Mirrors During the Reinassance Period
By Helen Costantino Fioratti
If the mirror was visibly all glass, and had candle-arms, they were also glass, but usually the arms were of gilt or painted metal, or, in the case of foliate candle-arms, left in plain iron or painted in natural colors. Many of the mirrors with candle-arms had centrally placed incised figures, with mythological or gallant scenes framed with floral devices or scrolls.
The Nove di Bassano ceramic factory was also responsible for decorative, light-enhancing mirrors with colorful ceramic frames. All of Italy followed suit with similar mirrors. Mirrors, Lighting devices, chandeliers, and sconces continued as Venice’s chief luxury exports.
Venetian artisans who carved, gilded, or made lacquered mirror frames were called Marangoni di Soaza. By 1773, there were thirty-six workshops with ninety-four master carvers, one hundred and seventy four workers and forty-three assistants. Frames were made or designed by well-known artisans known for their work in other mediums, among whom were Jacopo Piazzetta, the father of the painter, and Antonio Corradini (1668-1752), Giovanni Marchiori (1696-1778) and Antonio Gaf.
While France was now producing large sized mirror plates, covering walls and using mirror in wall paneling, Venice stayed with her old methods for blown glass. This again allowed for ingenious designs of lacquered or carved gilt frame supports, enabling the creation of entire rooms decorated with mirrors. With the use of narrow moldings tracing shapely panels, alone or combined with stucco or wood paneling, mirrors became illusionistic, creating theatrical vistas at the end of a room or hall. The mirror called fondo di sala, continued to give an appearance of a loggia or window, as it enhanced the light.

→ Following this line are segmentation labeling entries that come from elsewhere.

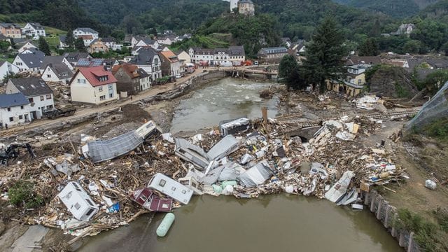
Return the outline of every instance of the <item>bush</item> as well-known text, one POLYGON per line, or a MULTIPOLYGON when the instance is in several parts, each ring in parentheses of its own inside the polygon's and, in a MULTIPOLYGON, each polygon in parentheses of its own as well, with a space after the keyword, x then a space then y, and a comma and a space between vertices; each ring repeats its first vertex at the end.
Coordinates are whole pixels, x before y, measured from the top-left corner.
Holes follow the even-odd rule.
POLYGON ((434 223, 408 209, 398 210, 396 227, 414 232, 414 239, 422 251, 448 251, 448 235, 434 223))
POLYGON ((8 191, 9 202, 18 206, 34 208, 43 204, 43 198, 34 192, 34 184, 18 181, 8 191))

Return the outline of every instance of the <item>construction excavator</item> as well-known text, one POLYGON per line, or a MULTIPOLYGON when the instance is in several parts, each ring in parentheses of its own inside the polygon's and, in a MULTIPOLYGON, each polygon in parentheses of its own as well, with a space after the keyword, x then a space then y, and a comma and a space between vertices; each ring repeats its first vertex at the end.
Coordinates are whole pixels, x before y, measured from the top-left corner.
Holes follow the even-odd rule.
POLYGON ((0 164, 8 165, 9 160, 15 160, 20 155, 20 150, 26 149, 31 158, 36 158, 36 154, 29 144, 10 144, 8 146, 0 143, 0 164))

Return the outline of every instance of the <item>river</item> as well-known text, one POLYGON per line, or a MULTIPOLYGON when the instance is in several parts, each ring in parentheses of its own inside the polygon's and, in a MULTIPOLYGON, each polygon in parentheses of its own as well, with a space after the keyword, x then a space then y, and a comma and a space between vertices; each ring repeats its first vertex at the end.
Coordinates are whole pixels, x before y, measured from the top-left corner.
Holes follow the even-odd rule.
MULTIPOLYGON (((267 106, 276 113, 278 99, 258 92, 270 83, 225 78, 195 91, 176 109, 172 131, 216 126, 241 115, 260 117, 267 106)), ((164 216, 150 215, 89 238, 80 251, 400 251, 398 242, 368 210, 354 211, 326 200, 291 195, 238 200, 193 196, 174 213, 164 238, 155 230, 164 216)))
POLYGON ((259 199, 194 196, 174 210, 167 236, 143 216, 127 227, 93 237, 80 251, 400 251, 368 211, 326 200, 276 195, 259 199))
POLYGON ((268 116, 275 117, 279 99, 262 99, 259 95, 260 91, 271 85, 231 78, 210 83, 181 101, 175 110, 171 132, 214 127, 221 120, 241 116, 260 118, 263 106, 267 107, 268 116))

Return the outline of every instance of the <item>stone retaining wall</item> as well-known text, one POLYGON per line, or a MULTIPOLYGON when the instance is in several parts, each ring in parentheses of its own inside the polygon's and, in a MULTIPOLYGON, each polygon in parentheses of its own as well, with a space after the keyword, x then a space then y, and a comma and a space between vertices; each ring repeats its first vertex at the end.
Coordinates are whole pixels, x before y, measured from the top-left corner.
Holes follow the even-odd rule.
POLYGON ((419 245, 414 241, 414 232, 408 230, 399 230, 395 227, 395 220, 398 217, 397 209, 380 195, 377 191, 363 192, 364 205, 374 214, 389 233, 398 240, 398 244, 407 252, 420 252, 419 245))

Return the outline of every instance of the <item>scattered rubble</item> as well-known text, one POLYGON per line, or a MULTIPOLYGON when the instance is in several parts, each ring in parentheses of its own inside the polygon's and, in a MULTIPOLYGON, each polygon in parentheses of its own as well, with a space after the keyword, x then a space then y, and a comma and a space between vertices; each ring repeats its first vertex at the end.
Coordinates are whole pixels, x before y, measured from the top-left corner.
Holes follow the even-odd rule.
MULTIPOLYGON (((360 209, 359 190, 409 178, 380 145, 358 143, 381 125, 345 115, 322 122, 305 141, 285 134, 288 122, 240 118, 181 139, 152 134, 157 126, 150 121, 109 140, 59 139, 62 153, 0 169, 0 188, 3 193, 19 179, 32 181, 46 205, 22 212, 21 220, 78 237, 127 225, 150 211, 181 207, 193 194, 251 198, 286 192, 360 209), (128 134, 138 141, 123 146, 128 134), (94 143, 103 150, 99 156, 94 143)), ((42 137, 51 135, 59 138, 42 137)))

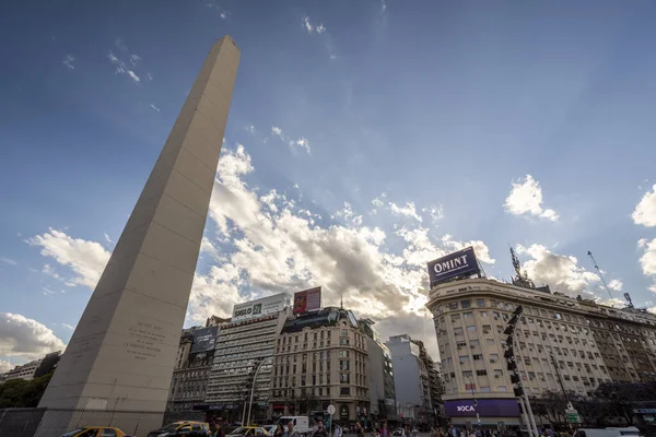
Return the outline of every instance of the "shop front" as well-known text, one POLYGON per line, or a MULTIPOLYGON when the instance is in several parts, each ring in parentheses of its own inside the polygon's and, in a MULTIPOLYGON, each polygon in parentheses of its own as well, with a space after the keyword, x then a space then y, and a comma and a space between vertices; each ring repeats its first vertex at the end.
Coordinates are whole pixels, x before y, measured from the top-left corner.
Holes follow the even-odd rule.
POLYGON ((445 401, 444 409, 454 426, 480 426, 504 429, 519 426, 520 411, 515 399, 479 399, 445 401), (478 414, 478 416, 477 416, 478 414))

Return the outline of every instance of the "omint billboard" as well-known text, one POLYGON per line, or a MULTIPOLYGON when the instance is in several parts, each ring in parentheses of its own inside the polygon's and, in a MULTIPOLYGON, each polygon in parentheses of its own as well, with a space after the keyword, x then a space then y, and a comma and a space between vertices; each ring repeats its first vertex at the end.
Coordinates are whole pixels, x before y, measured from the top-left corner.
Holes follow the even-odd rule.
POLYGON ((456 276, 480 273, 473 247, 467 247, 429 262, 431 286, 456 276))

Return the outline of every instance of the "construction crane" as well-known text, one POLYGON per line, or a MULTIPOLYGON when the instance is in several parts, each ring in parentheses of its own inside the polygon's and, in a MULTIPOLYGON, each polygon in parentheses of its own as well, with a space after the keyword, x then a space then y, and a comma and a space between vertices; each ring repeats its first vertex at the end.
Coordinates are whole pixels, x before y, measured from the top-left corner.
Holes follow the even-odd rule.
POLYGON ((595 269, 597 269, 597 273, 599 273, 599 277, 601 277, 601 283, 604 284, 604 287, 608 292, 608 297, 612 300, 612 294, 610 293, 610 288, 608 287, 608 284, 606 283, 604 275, 601 274, 601 269, 599 269, 599 265, 597 265, 597 261, 595 260, 595 257, 593 257, 593 252, 590 252, 589 250, 588 250, 588 257, 590 257, 590 259, 593 260, 593 263, 595 264, 595 269))

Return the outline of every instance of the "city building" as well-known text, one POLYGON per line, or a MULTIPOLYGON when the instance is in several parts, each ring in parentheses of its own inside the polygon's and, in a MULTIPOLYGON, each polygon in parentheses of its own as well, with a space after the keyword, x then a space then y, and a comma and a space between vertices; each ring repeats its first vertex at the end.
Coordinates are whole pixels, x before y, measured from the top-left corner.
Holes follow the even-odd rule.
MULTIPOLYGON (((426 359, 421 357, 423 343, 420 347, 410 335, 400 334, 390 336, 385 345, 389 349, 394 362, 396 399, 400 409, 414 411, 413 422, 432 425, 435 413, 431 403, 426 359)), ((424 354, 427 356, 425 350, 424 354)), ((409 422, 410 417, 402 414, 400 420, 409 422)))
POLYGON ((370 370, 363 334, 353 312, 326 307, 291 317, 276 340, 270 413, 368 422, 370 370))
POLYGON ((429 382, 430 410, 426 412, 427 422, 431 425, 437 425, 441 417, 444 417, 444 405, 442 404, 442 394, 444 393, 444 382, 438 369, 438 364, 427 353, 421 340, 411 340, 419 346, 419 359, 426 368, 429 382))
POLYGON ((57 363, 61 357, 61 351, 52 352, 47 354, 40 359, 35 359, 30 363, 21 364, 15 366, 13 369, 2 374, 0 376, 1 381, 9 381, 11 379, 34 379, 40 378, 52 371, 57 367, 57 363))
POLYGON ((274 341, 290 314, 288 293, 234 306, 219 331, 204 404, 198 409, 242 421, 253 389, 251 420, 266 418, 274 341))
POLYGON ((33 362, 15 366, 13 369, 9 370, 5 374, 4 380, 9 381, 11 379, 25 379, 25 380, 34 379, 34 375, 36 374, 36 370, 40 366, 40 363, 42 363, 40 359, 35 359, 33 362))
POLYGON ((372 422, 387 423, 388 427, 399 421, 394 386, 394 362, 387 346, 380 343, 380 334, 371 319, 361 319, 360 328, 365 334, 368 353, 370 417, 372 422))
POLYGON ((218 332, 226 321, 212 316, 204 328, 183 330, 166 403, 167 412, 191 411, 204 403, 218 332))
POLYGON ((455 425, 476 424, 477 413, 482 425, 519 424, 504 359, 504 330, 518 305, 524 316, 514 350, 530 395, 560 391, 561 382, 585 395, 602 381, 656 378, 655 316, 536 288, 526 279, 513 282, 462 279, 431 288, 426 307, 442 358, 445 410, 455 425))

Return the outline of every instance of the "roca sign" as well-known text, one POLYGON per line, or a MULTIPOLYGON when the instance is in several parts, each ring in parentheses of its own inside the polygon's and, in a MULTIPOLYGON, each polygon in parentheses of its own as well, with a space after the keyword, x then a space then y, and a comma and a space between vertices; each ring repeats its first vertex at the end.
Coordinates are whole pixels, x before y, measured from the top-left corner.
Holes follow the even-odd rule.
POLYGON ((429 262, 431 286, 452 277, 475 273, 480 273, 480 269, 471 246, 429 262))
POLYGON ((456 411, 457 412, 475 411, 475 409, 473 409, 473 405, 457 405, 456 411))

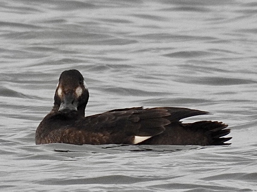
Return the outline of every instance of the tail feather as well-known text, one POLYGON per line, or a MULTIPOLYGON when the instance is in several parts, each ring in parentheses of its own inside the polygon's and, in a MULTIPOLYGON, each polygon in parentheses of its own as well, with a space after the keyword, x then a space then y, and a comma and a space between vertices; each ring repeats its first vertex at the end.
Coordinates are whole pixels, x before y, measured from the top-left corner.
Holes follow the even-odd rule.
POLYGON ((202 132, 205 135, 208 141, 208 145, 223 145, 230 144, 225 142, 232 137, 222 137, 230 132, 230 129, 226 129, 228 125, 222 122, 202 121, 185 124, 186 127, 194 130, 196 133, 202 132))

The trumeau was the French term for the pier mirror over the mantelpiece, which was set into the paneling with either a painting or a carved device above the mirror plate. In bourgeois homes, they were perhaps the only paneling in the room. The trumeau was very popular in the French provinces throughout the eighteenth century and continuing well into the nineteenth century (especially since provincial pieces repeated the same styles for many decades).